The race fleet, which left Cape Town on Sunday, were working their way up the South African coast towards Port Elizabeth, early in the three-week journey to Abu Dhabi.
Camper/Emirates Team New Zealand held the lead, but were closely pursued by Puma Ocean Racing, Groupama and Team Sanya.
Abu Dhabi Ocean Racing's Azzam were in fifth, about six miles back, and Telefonica was last, trailing far behind.
The strategy seems to be to stay close to the coast and sail east-northeast as fast as possible to connect with a new low-pressure system building close to Durban, which will create fresh westerly breeze close to the coast.
The boats at the back of the fleet will have to push hard to prevent being left behind, as every mile of separation will be multiplied by a factor of two or three once the leaders get closer to the low.
Will Oxley, the Camper navigator, said there were plenty of opportunities for the lead to change hands as the weather promised to be anything but stable over the next 24 hours.
"This leg is looking like a minefield, loads of very light and tricky weather patterns to negotiate," he said.
"We just need to remain alert and focused on the job of getting to our destination first."
Oxley said the route the fleet is taking so far on this leg is unknown territory for him but says the benign conditions of the first two days could soon come to an end as the boats face the opposing forces of strong westerly winds and the notorious Agulhas Current.
"It's pretty unusual to be tacking down this South African coast.
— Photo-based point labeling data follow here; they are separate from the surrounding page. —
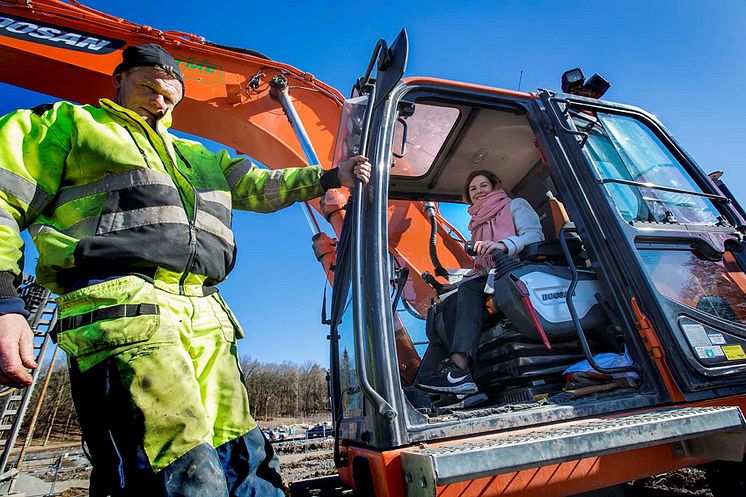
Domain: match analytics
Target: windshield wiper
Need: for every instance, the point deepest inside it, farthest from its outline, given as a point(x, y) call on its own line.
point(653, 186)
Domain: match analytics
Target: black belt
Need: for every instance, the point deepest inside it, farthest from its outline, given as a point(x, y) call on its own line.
point(113, 312)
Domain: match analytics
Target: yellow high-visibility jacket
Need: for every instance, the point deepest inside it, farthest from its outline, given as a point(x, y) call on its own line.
point(102, 194)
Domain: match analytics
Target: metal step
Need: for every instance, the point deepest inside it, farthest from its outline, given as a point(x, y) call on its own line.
point(704, 432)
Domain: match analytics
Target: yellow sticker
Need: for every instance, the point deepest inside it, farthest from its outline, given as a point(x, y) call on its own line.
point(734, 352)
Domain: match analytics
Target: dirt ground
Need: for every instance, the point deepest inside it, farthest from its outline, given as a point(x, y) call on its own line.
point(300, 460)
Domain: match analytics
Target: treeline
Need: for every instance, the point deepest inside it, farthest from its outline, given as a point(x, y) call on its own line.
point(287, 389)
point(275, 390)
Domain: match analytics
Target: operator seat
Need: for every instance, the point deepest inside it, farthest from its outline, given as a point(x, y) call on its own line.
point(553, 218)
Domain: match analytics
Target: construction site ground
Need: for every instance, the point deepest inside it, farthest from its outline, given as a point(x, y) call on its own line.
point(61, 470)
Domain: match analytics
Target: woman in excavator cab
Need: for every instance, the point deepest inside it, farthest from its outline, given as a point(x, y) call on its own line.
point(497, 223)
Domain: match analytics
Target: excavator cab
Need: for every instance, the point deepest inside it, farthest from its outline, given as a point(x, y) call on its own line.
point(641, 260)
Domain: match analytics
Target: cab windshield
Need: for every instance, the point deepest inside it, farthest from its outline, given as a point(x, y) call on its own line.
point(623, 149)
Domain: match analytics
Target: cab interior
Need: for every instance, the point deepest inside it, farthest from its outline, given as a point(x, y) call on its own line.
point(436, 145)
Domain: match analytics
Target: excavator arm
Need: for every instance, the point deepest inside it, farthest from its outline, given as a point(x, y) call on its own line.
point(69, 51)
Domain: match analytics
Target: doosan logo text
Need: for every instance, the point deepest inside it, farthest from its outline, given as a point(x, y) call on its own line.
point(56, 36)
point(553, 295)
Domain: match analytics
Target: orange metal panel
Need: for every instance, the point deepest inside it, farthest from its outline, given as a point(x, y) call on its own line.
point(553, 480)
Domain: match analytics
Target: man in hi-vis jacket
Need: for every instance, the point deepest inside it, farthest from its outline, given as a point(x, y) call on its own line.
point(133, 228)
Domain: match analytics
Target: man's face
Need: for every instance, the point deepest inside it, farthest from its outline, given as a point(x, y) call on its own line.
point(148, 91)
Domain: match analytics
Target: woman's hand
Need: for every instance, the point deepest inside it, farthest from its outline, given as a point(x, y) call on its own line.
point(486, 247)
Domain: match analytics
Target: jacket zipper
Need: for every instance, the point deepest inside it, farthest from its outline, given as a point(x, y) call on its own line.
point(192, 227)
point(142, 152)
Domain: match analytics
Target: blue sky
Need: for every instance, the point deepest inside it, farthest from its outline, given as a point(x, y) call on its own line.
point(683, 61)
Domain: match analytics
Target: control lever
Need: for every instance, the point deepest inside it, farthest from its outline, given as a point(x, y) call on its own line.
point(430, 280)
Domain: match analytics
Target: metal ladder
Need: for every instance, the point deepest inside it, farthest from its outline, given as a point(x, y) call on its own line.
point(42, 318)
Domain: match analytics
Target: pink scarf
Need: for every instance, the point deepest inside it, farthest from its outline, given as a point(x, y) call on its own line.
point(490, 220)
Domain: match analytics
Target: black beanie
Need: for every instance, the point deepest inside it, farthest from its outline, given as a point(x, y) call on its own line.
point(149, 54)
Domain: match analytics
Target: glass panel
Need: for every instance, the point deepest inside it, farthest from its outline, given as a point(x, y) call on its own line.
point(427, 130)
point(352, 397)
point(350, 129)
point(624, 148)
point(716, 288)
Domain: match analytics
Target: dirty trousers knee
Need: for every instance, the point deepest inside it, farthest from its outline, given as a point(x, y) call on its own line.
point(159, 394)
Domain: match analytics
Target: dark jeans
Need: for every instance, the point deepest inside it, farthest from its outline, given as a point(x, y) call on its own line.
point(463, 316)
point(244, 467)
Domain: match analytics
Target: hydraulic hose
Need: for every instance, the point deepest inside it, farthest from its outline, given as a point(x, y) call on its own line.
point(438, 267)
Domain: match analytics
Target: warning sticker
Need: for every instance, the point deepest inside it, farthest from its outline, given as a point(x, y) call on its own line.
point(696, 335)
point(734, 352)
point(709, 352)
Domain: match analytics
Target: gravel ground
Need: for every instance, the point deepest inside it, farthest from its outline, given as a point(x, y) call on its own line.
point(301, 461)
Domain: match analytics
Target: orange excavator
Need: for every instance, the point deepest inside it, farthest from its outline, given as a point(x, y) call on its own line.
point(611, 351)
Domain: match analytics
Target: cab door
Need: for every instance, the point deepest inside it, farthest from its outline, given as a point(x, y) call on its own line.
point(365, 387)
I have certainly never done it,'' he said. "There is a whole series of lows around Africa right now and we are expecting one to come off the land and out on to the water.
"If you are on the back of it you have a south westerly wind which could be 30 to 35 knots. Then you have a current that is opposing it and that could mean six metre waves, which would be pretty unpleasant.
"The Agulhas is notorious for that sort of sea state as soon as the breeze comes up - and we will try to avoid it."
The fleet is expected to start to feel the first Agulhas effects today, before which the skippers and navigators will have hoped to work out the narrowest crossing point to avoid sailing in these potentially boat-breaking conditions any longer than necessary.
Once safely through the Agulhas the fleet could be in for some high speed sailing as two low pressure systems merge south-east of Africa creating a 35 to 40 knot westerly wind high-speed superhighway across the Indian Ocean.
This front is predicted to move easterly in conjunction with the fleet and could create the opportunity for an IWC Schaffhausen 24 hour Speed Record Challenge attempt.
The latest weather synopsis is creating sense of urgency for fifth placed Abu Dhabi Ocean Racing and tailenders Team Telefonica who will have to fight hard to close down the gap on the leaders as they head towards the powerful low, or run the risk being left behind.